Both Google and Microsoft are offering platforms that could extend Zynga's user base, but Pincus is not ready to devote resources to them. "We apply a 90-10 rule -- when an application platform gets to the size we can see free apps grow to 10 million daily users in 90 days, then we invest in the platform at scale," Pincus said. "Microsoft and Google have not yet passed the 90-10 rule."
Google+ appears to be on its way to satisfying the 90-10 rule. Google just announced that Google+ has 250 million total users, 150 million monthly users, and 75 million daily users, and more usage from mobile than desktop.
Adding new platforms, and even dealing with all the flavors of the Web, Apple's iOS, and Google's Android creates a level of complexity that makes it difficult for Zynga to maintain its entrepreneurial culture, especially with more than 3,000 employees around the world, many who joined through acquisitions.

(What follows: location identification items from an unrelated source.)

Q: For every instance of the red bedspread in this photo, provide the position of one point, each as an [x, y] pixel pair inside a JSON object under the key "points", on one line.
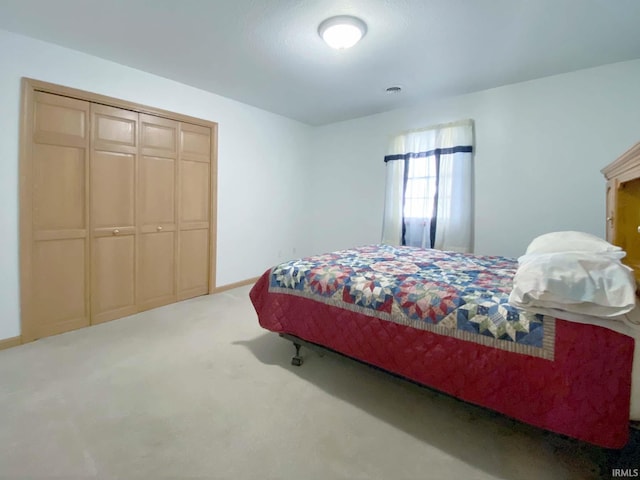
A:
{"points": [[583, 392]]}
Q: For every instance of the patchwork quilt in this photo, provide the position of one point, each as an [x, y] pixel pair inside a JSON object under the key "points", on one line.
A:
{"points": [[442, 319], [454, 294]]}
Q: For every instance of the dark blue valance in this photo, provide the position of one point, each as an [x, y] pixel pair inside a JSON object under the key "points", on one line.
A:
{"points": [[430, 153]]}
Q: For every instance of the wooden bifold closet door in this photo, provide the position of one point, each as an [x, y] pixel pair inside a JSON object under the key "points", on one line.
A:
{"points": [[116, 212]]}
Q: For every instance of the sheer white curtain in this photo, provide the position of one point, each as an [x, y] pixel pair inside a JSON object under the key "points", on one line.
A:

"It's easier if you are building one product at a time. If you have Web and mobile, as well as the infrastructure and the network, you have a lot of competing products," Pincus said.
"You want each of them to feel they are the most important for the future of the company. We are dealing with a huge amount of complexity and competing priorities all the time. It takes a lot to be an entrepreneurial company at scale -- it's the hardest part."
If player liquidity is moving in the right direction, "employee liquidity" will likely follow -- loyal employees who then attract new, talented employees and a stock price that puts them in the black.